Coach David Archer promised leading up to the Dartmouth game that his Big Red squad would come out “re-focused.” Archer said he noticed the change during the week of practice, and indeed Cornell showed a lot of energy to start Saturday’s game.
The offense drove the ball inside the Dartmouth 10-yard line on each of its first two drives, going 71 yards on 14 plays the first series and 51 yards on 16 plays on the second one. However, Cornell was unable to find the end zone on both drives and had to settle for field goals by freshman Nickolas Null.
Archer devised a game plan using a spread offense that attached the Dartmouth defense with short passes. During the 30 plays in the two scoring drives, only six were on the ground. Eleven of the 12 completions by quarterback Dalton Banks went for less than 10 yards.
Still, the fact that the offense could not convert either of the first two scoring drives into touchdowns came back to hurt Cornell in the end.
“We had two awesome drives right out the gate, but there are a few little things we wish we could have back,” sophomore quarterback Dalton Banks said to the Cornell Sun. “It was tough to see that happen twice but we were still getting points on the board. We have to keep driving the ball and moving the ball, and the touchdowns will come.”
The ground game played a major role in the final outcome. Cornell was able to gain only 50 yards rushing in 21 attempts. Meanwhile, Dartmouth’s rushing attack got stronger as the game moved along. The Big Green rushed for 179 yards in 42 carries and was able to possess the ball for the final 5:56 by keeping the ball on the ground for 11 of 12 plays, including three runs that resulted in first downs to move the chains. The Big Red never got chance to attempt the game-winning drive it had hoped for after it was forced to punt the ball away following Dartmouth’s go-ahead touchdown.

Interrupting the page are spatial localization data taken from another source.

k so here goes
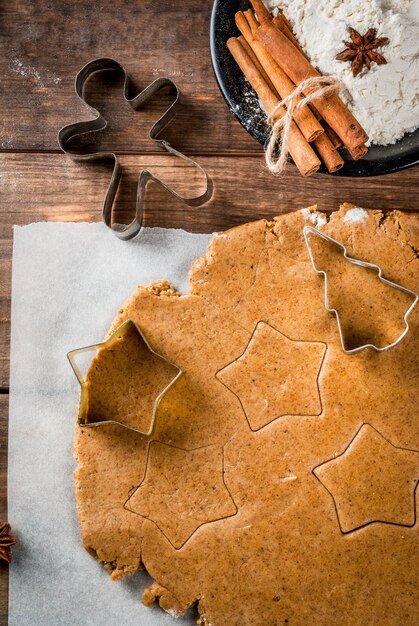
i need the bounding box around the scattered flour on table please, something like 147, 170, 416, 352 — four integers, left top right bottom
9, 57, 42, 81
264, 0, 419, 145
9, 55, 62, 86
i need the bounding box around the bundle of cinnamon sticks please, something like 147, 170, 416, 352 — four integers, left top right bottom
227, 0, 369, 177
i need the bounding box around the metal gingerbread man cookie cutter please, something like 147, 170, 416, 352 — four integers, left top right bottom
58, 58, 213, 241
303, 225, 419, 354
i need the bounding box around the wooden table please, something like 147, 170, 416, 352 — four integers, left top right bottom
0, 0, 418, 621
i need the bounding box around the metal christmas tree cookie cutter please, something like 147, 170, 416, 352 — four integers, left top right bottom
303, 225, 418, 354
67, 319, 183, 436
58, 58, 213, 241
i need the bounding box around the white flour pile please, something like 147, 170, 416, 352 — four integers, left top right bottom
263, 0, 419, 145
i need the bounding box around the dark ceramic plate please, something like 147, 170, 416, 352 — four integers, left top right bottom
210, 0, 419, 176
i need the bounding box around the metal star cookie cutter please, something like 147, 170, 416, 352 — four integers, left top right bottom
303, 225, 419, 354
58, 58, 213, 241
67, 319, 183, 436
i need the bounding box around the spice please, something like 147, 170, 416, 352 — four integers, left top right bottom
226, 36, 322, 176
263, 0, 419, 146
235, 10, 324, 143
250, 0, 369, 152
336, 28, 389, 77
0, 522, 17, 564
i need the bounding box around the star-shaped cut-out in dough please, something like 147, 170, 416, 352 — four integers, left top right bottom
314, 424, 419, 533
125, 442, 237, 549
216, 322, 326, 431
68, 320, 182, 435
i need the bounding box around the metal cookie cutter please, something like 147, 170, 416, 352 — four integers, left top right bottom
58, 58, 213, 241
67, 319, 183, 436
303, 225, 419, 354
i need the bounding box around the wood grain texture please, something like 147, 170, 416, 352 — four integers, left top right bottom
0, 0, 260, 154
1, 152, 419, 387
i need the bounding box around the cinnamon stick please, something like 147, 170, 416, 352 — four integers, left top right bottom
236, 11, 256, 43
250, 0, 368, 151
277, 10, 293, 33
237, 35, 277, 93
244, 9, 260, 34
322, 121, 344, 149
313, 133, 344, 173
272, 14, 309, 60
272, 13, 343, 149
348, 144, 368, 160
227, 37, 321, 177
249, 0, 272, 24
236, 11, 323, 143
272, 11, 343, 148
248, 7, 306, 59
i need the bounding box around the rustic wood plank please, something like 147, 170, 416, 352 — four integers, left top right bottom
0, 0, 259, 154
1, 152, 419, 387
0, 396, 9, 626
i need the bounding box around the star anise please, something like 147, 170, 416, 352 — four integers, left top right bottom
336, 27, 389, 77
0, 522, 17, 564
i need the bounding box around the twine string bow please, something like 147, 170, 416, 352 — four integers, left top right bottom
265, 75, 343, 175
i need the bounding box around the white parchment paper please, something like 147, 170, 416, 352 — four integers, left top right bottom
9, 222, 211, 626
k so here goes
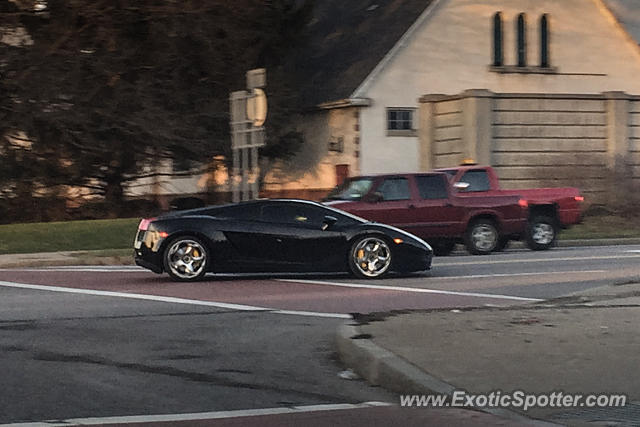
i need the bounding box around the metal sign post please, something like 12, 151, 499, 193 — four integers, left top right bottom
229, 69, 267, 202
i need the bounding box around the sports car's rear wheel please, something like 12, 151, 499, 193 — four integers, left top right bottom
163, 236, 208, 282
349, 236, 392, 279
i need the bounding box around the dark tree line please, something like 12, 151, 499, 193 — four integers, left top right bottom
0, 0, 313, 221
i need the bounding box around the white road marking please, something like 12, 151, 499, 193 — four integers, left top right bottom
0, 266, 145, 272
428, 270, 606, 280
436, 254, 640, 267
626, 250, 640, 253
0, 280, 350, 319
278, 279, 542, 302
0, 402, 391, 427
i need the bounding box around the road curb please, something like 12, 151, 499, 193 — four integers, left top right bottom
557, 237, 640, 247
336, 323, 558, 426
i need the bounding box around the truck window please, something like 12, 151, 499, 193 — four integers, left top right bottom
460, 170, 490, 192
325, 178, 374, 201
416, 175, 448, 200
377, 178, 411, 201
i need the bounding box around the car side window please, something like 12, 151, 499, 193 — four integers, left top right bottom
416, 175, 448, 200
460, 170, 490, 192
260, 204, 325, 228
217, 204, 261, 220
376, 178, 411, 201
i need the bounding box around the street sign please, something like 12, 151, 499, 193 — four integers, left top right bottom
246, 68, 266, 90
230, 69, 267, 202
246, 88, 267, 127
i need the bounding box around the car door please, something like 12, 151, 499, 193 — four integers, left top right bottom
212, 203, 283, 269
259, 202, 346, 270
411, 174, 466, 237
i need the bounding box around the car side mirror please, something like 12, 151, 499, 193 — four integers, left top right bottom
363, 192, 383, 203
453, 182, 470, 191
322, 215, 338, 231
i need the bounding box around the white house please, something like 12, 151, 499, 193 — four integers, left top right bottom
262, 0, 640, 202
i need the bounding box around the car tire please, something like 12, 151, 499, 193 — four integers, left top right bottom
348, 235, 392, 279
464, 219, 498, 255
526, 215, 557, 251
163, 235, 209, 282
432, 240, 456, 256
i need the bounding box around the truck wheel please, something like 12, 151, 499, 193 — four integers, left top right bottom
464, 219, 498, 255
526, 215, 557, 251
432, 240, 456, 256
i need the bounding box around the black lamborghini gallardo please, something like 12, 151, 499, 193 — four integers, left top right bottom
134, 199, 432, 281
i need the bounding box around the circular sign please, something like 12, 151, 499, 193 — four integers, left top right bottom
246, 88, 268, 127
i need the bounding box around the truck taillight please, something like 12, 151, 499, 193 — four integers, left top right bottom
575, 196, 585, 202
518, 199, 528, 208
138, 218, 156, 231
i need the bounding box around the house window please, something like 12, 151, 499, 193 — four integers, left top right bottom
516, 13, 527, 67
328, 135, 344, 152
172, 157, 192, 173
540, 14, 550, 68
492, 12, 503, 67
490, 12, 555, 74
387, 108, 416, 136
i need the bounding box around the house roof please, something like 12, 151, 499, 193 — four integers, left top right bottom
292, 0, 435, 108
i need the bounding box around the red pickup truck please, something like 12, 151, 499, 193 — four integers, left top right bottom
435, 165, 584, 250
324, 172, 528, 255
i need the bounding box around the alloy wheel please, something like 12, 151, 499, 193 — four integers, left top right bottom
166, 238, 207, 281
352, 237, 392, 278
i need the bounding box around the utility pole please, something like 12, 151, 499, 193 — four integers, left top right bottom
230, 69, 267, 202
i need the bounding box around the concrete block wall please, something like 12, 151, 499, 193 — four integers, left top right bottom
492, 95, 608, 200
630, 101, 640, 181
419, 90, 640, 204
433, 99, 464, 168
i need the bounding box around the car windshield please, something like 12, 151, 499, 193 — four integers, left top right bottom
324, 178, 374, 201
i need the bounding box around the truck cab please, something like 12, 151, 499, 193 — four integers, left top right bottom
325, 172, 528, 255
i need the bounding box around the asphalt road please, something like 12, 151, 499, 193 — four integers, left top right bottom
0, 244, 638, 426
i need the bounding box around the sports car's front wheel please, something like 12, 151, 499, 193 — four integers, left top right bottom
349, 236, 392, 279
163, 236, 209, 282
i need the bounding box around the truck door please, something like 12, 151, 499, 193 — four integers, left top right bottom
411, 174, 465, 237
358, 176, 415, 229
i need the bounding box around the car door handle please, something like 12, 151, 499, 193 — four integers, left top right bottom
276, 238, 283, 243
408, 204, 416, 209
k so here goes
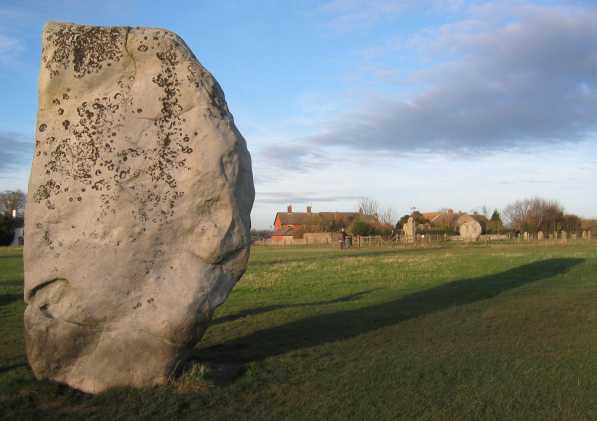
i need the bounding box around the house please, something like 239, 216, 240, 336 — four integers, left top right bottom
272, 205, 365, 241
421, 209, 457, 227
420, 208, 488, 232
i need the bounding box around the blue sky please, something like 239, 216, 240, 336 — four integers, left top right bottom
1, 0, 596, 229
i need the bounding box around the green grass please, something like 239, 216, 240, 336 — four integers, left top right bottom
1, 242, 597, 420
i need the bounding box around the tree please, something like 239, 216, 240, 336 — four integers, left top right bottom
503, 197, 566, 233
380, 207, 396, 226
357, 197, 379, 217
350, 219, 376, 236
503, 200, 531, 231
396, 214, 410, 230
561, 214, 581, 233
0, 190, 26, 216
486, 209, 504, 234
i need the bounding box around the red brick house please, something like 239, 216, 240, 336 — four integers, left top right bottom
272, 205, 364, 240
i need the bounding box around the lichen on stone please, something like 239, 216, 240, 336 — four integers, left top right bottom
44, 24, 126, 79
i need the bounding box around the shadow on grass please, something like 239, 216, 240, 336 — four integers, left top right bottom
0, 293, 20, 306
0, 281, 24, 288
0, 362, 26, 374
212, 289, 379, 325
196, 258, 583, 364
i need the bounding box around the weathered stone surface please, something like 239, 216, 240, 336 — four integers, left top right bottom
402, 216, 416, 242
457, 215, 482, 241
537, 231, 544, 241
24, 22, 254, 393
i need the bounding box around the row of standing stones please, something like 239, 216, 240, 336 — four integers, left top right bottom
402, 215, 482, 242
24, 22, 254, 394
521, 230, 592, 240
402, 216, 592, 243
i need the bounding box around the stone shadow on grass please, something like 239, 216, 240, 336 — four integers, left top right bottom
196, 258, 583, 364
0, 362, 26, 374
211, 289, 379, 325
0, 293, 20, 307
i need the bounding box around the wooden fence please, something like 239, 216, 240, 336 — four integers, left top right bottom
254, 230, 593, 248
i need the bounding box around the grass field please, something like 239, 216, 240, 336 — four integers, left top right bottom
1, 242, 597, 420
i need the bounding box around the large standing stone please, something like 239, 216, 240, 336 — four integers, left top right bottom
457, 215, 482, 241
24, 22, 254, 393
402, 216, 416, 243
537, 231, 544, 241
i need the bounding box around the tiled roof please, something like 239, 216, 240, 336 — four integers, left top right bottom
276, 211, 364, 226
421, 212, 442, 222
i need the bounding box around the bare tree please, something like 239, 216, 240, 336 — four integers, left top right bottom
502, 199, 530, 231
503, 197, 564, 232
380, 207, 396, 226
0, 190, 26, 216
357, 197, 379, 217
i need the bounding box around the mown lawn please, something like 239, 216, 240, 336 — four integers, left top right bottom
1, 242, 596, 420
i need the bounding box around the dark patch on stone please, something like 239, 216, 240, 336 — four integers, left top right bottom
45, 24, 126, 79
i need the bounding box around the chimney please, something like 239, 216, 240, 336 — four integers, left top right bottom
306, 206, 312, 213
287, 204, 293, 213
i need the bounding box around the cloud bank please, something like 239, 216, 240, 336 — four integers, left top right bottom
309, 3, 597, 154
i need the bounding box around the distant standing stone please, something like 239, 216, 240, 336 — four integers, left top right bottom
24, 22, 254, 393
457, 215, 482, 241
537, 231, 544, 241
403, 216, 416, 243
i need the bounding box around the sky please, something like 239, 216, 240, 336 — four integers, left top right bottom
1, 0, 596, 229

While Cornell didn’t achieve its goal of bouncing back with a victory, Coach Archer still saw his team display the kind of effort that can lead to a strong end to the 2016 campaign.
“I’m really proud of the kids. I’m so disappointed today, but I know these guys,” Archer told the Sun. “They’re going to come out. We’re going to keep reminding them of that because they’re good players, unbelievable kids and we’re going to keep going.”